Der Regelungsgehalt des Referentenentwurfs erscheint vor diesem Hintergrund unklar. Lediglich das Anfertigen von Fotos außerhalb von Wohnungen oder sonstigen gegen Einblicke besonders geschützten Räumen würde dadurch erstmals verboten. Zumindest zivilrechtlich konnten sich Betroffene dagegen aber auch bisher schon wehren, in dem sie sich auf das vom Bundesverfassungsgericht aus Art. 2 Abs. 1 i.V.m. Art. 1 Abs. 1 GG entwickelte allgemeine Persönlichkeitsrecht beriefen. Und das wirklich problematische Veröffentlichen bloßstellender Bilder ist wie aufgezeigt bereits seit Anfang des 20. Jahrhunderts und damit weit vor dem ersten Gedanken ans Internet strafrechtlich sanktioniert.
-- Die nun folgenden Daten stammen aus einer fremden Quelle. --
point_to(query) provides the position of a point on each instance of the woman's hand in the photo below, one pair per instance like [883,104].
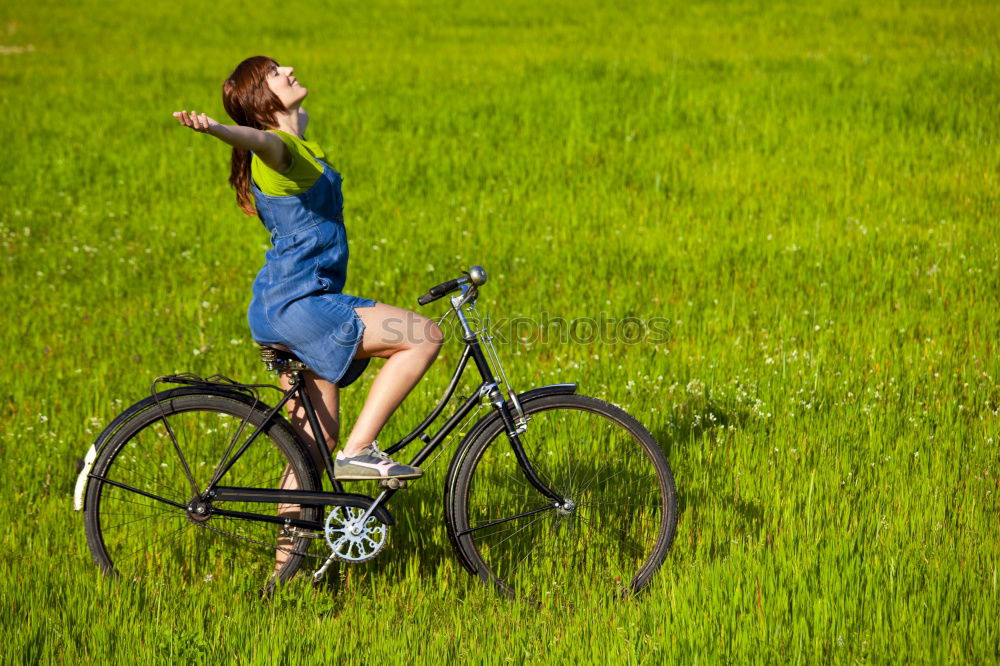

Der Autor Niklas Haberkamm, LL.M. oec. ist Partner der Kanzlei Lampmann, Haberkamm & Rosenbaum in Köln. Er ist spezialisiert auf Medienrecht und dort insbesondere auf das Reputationsmanagement sowie den Schutz des Persönlichkeitsrechts.

Zitiervorschlag

Niklas Haberkamm, Verbot bloßstellender Bilder: Internet macht kein neues Strafrecht nötig . In: Legal Tribune Online, 23.06.2014 , https://www.lto.de/persistent/a_id/12314/ (abgerufen am: 18.04.2024 )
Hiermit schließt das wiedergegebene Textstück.